Johnny Saadé, the son of Rodolphe, refocused the family activities in the winemaking and tourism fields. He lives with his wife in Beirut. The latter is the daughter of Louis Ziadé (1890-1968), who graduated from the Lille law faculty and was elected seven times in a row president of the Aleppo Bar association in Syria where he lived for 25 years before returning to Lebanon to become member of the Lebanese parliament. He was, at some point, among the favorite candidates to the presidency of the Republic of Lebanon under French mandate. He resided at the Ziadé Palace in Zokak el-Blatt. He was the first cousin of the then Maronite archbishop of Beirut Ignatius Ziadé. His paternal grandmother was the daughter of Youssef Allam, one of the leading silk traders of Mount-Lebanon in the 19th century and whose activities extended to Egypt and the Syrian hinterland. He married Mathilde Bekhyt, daughter of Georges Bekhyt, a rich cotton merchant on the Alexandria exchange in Egypt. Her uncle was the lawyer Paul Nujaym -whose father Faris Nujaym was «cited in one pre-1914 source as the Dean of Mount-Lebanon's doctors»-, also known under his pen name Paul Jouplain, who held a doctorate from the Paris faculty of law and was one of the main exponents of the idea of a Greater Lebanon. He published in 1908 La question du Liban, which quickly became the definitive book on the subject especially during the Paris peace conference in 1919. Her first cousin, Marie Bekhyt married the Lebanese painter Georges Daoud Corm. Their son is Lebanese economist and historian Georges Corm.

Among other members of the Saadé family, special mention can be made of Gabriel W.Saadé, a prominent Syrian historian who made great contributions to our knowledge of the ancient city of Ugarit. He wrote on various cultural and historical subjects. He also founded the archeological museum of Latakia. In the 1940s, he cofounded the Orthodox Youth Movement in Lebanon and Syria which was instrumental in the cultural and educational renaissance within the Patriarchate of Antioch. He was made Chevalier de la Légion d'honneur in 1989. His niece, Leila Badre, is the famous archaeologist and director of the Museum of the American University of Beirut.

Claire Saadé, the mother of the famous Egyptian-born actor Omar Sharif, is also mentioned as a member of this prominent family.

Several members of the Saadé family were active within the Orthodox community of Latakia and made various donations to the Patriarchate of Antioch in the last two centuries. For instance, Elias Saadé rebuilt in 1845 the episcopal church of St Nicholas as rendered by a commemorative plaque. The leadership of the orthodox community of Latakia was exclusively held for the last two centuries by a member of the Saadé family. Their position was reflected in the special section allocated to the family in the various city churches.

==The vineyards==
The creation of both vineyards took place in 1997 when Johnny Saadé and his two sons Karim and Sandro founded Domaine de Bargylus in Syria and Château Marsyas in the Beqaa valley in Lebanon. Soil as well as climatic studies were undertaken and the first vines are planted in 2003.
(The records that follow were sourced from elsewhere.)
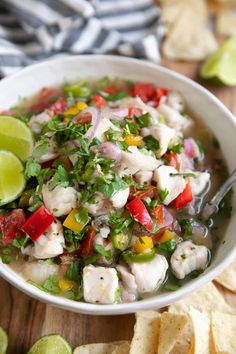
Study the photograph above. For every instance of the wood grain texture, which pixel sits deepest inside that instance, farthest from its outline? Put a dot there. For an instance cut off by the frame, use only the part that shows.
(25, 319)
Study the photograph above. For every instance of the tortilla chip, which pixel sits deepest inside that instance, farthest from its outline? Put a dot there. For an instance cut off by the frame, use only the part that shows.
(122, 348)
(146, 330)
(227, 2)
(171, 327)
(183, 343)
(223, 331)
(226, 23)
(214, 7)
(206, 299)
(201, 330)
(98, 348)
(189, 38)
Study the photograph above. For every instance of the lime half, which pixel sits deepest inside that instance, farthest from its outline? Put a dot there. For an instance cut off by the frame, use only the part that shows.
(220, 67)
(15, 136)
(3, 341)
(51, 344)
(12, 180)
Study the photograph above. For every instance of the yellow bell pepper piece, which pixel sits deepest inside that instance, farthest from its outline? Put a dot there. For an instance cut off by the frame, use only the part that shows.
(167, 236)
(71, 223)
(143, 243)
(65, 285)
(80, 106)
(133, 140)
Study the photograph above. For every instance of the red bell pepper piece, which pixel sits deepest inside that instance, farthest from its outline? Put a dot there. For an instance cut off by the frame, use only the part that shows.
(149, 192)
(10, 225)
(145, 91)
(87, 243)
(38, 223)
(160, 92)
(140, 213)
(59, 106)
(99, 101)
(172, 160)
(158, 213)
(183, 198)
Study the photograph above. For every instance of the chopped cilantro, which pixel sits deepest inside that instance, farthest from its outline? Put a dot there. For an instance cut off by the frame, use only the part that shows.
(32, 168)
(163, 193)
(177, 148)
(186, 227)
(168, 246)
(82, 217)
(143, 121)
(51, 285)
(105, 253)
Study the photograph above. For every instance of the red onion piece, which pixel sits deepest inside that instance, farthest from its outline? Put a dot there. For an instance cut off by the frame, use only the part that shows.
(189, 147)
(110, 150)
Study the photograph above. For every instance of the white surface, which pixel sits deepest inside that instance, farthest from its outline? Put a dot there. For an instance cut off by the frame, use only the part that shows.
(201, 103)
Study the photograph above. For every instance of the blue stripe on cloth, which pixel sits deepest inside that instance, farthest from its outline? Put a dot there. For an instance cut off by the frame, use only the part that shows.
(124, 27)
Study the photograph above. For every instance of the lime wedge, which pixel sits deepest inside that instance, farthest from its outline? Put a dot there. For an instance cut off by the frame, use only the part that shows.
(3, 341)
(15, 136)
(220, 67)
(51, 344)
(12, 181)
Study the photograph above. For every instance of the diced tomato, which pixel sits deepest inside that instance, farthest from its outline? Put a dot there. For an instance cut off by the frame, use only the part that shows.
(132, 191)
(160, 92)
(146, 91)
(172, 160)
(158, 213)
(38, 223)
(10, 225)
(134, 112)
(184, 198)
(87, 243)
(59, 106)
(140, 213)
(111, 89)
(156, 237)
(149, 192)
(84, 118)
(99, 101)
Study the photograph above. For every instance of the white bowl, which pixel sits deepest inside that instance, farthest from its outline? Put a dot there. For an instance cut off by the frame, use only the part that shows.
(201, 103)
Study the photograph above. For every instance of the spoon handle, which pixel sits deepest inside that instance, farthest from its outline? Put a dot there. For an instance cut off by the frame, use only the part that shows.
(213, 206)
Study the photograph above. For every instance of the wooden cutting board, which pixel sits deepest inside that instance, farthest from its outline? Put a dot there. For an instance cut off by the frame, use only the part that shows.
(25, 319)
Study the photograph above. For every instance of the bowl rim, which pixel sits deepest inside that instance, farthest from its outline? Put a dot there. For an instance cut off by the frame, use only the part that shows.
(159, 300)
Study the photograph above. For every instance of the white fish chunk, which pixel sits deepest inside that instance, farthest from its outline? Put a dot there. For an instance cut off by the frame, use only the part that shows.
(100, 284)
(188, 257)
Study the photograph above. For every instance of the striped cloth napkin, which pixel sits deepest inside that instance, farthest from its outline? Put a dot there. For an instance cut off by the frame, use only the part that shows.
(33, 30)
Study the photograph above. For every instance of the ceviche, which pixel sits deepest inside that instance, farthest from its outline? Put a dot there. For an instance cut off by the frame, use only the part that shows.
(114, 184)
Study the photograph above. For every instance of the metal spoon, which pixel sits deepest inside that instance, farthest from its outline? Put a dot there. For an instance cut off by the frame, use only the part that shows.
(212, 207)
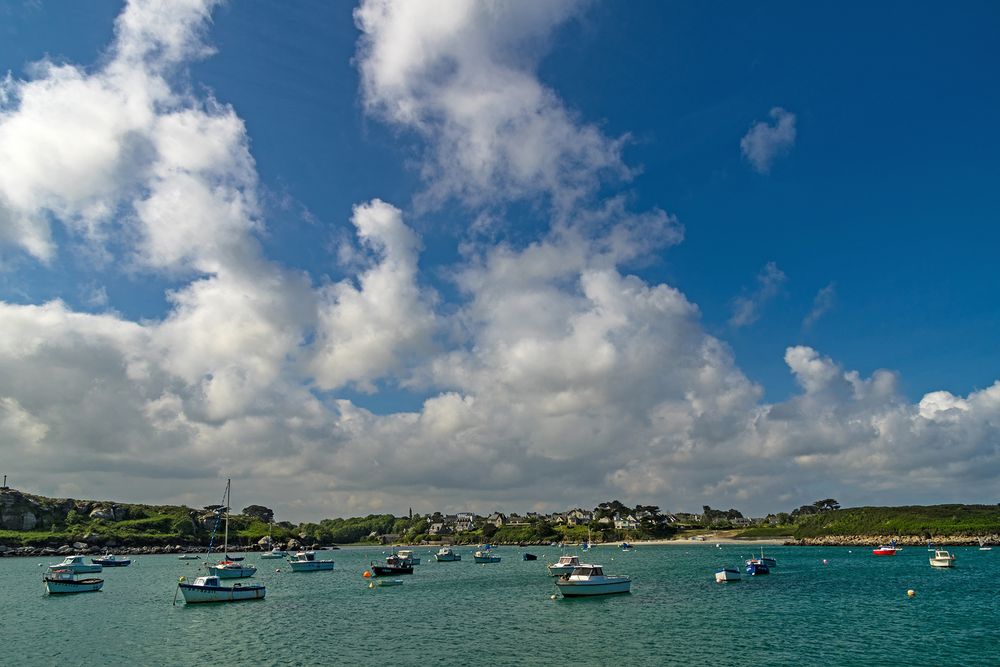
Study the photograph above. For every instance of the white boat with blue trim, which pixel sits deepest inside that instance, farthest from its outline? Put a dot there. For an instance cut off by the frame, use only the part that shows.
(589, 580)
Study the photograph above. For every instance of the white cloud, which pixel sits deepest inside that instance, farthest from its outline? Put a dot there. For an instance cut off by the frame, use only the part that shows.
(822, 303)
(763, 142)
(462, 77)
(746, 308)
(369, 330)
(555, 378)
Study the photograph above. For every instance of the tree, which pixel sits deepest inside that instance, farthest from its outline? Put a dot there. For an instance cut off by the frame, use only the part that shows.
(259, 512)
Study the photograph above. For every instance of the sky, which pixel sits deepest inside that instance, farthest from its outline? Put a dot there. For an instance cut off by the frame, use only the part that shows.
(472, 256)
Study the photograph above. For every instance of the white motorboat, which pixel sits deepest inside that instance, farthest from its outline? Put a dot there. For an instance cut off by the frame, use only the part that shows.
(565, 565)
(76, 565)
(727, 574)
(227, 569)
(305, 561)
(591, 580)
(65, 581)
(446, 555)
(942, 558)
(210, 589)
(485, 556)
(407, 556)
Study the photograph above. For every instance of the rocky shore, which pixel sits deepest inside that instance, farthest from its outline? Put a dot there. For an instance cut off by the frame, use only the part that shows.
(901, 540)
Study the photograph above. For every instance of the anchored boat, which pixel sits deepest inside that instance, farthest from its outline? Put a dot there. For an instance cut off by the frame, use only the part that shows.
(590, 580)
(65, 581)
(210, 589)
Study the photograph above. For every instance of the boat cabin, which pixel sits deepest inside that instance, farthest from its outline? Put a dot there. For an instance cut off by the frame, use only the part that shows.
(207, 581)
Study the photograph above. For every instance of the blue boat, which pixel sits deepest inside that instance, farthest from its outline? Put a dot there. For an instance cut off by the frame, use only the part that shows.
(111, 561)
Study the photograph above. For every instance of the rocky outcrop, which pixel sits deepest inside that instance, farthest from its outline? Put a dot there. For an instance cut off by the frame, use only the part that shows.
(901, 540)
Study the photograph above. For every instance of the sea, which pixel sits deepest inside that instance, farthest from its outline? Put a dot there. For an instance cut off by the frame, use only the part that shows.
(819, 606)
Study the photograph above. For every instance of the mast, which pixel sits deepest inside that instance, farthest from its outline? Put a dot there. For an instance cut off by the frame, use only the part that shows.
(226, 510)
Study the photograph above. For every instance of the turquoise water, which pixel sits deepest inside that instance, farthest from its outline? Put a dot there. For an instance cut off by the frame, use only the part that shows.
(852, 611)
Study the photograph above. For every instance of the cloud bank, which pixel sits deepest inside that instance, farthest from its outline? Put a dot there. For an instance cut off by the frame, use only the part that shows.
(764, 142)
(551, 377)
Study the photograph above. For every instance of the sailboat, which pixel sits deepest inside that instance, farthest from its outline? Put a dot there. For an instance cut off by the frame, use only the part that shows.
(228, 568)
(210, 588)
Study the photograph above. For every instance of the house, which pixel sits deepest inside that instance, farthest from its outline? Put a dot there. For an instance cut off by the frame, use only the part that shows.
(438, 529)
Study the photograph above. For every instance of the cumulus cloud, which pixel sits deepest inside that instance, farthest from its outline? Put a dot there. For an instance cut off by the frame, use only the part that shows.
(551, 376)
(462, 77)
(822, 303)
(746, 308)
(764, 142)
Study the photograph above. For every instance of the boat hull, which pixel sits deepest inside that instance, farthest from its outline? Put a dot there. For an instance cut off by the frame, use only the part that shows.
(78, 568)
(237, 593)
(576, 589)
(311, 566)
(232, 572)
(63, 587)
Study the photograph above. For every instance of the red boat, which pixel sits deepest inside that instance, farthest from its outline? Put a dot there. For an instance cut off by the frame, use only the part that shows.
(886, 550)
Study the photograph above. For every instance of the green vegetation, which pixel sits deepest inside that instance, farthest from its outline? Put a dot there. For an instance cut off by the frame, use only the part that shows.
(766, 532)
(925, 521)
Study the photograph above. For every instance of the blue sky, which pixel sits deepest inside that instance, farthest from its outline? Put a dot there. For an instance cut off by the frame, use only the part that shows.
(859, 237)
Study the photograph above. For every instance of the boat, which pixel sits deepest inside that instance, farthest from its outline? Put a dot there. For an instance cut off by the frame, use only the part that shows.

The first vintages seem to be 2006 for Bargylus and 2007 for Château Marsyas.

The Saadé family has apparently put in place very strict quality protocols for both their vineyards.

Karim Saadé and Sandro Saadé have kept the production going for Bargylus despite the raging war in Syria. They are managing their estate from Beirut having been unable to visit it since the beginning of the conflict.

The Explosion, which took place in Beirut on August 4, 2020, destroyed their administrative offices and heavily injured Johnny Saadé and his son Sandro.

The wines produced by the family estates are regularly graded by international wine critics.

The family mansion of Ottoman-Venetian style was severely damaged during the February 6th 2023 earthquake which struck Syria and Turkey. It is currently being renovated.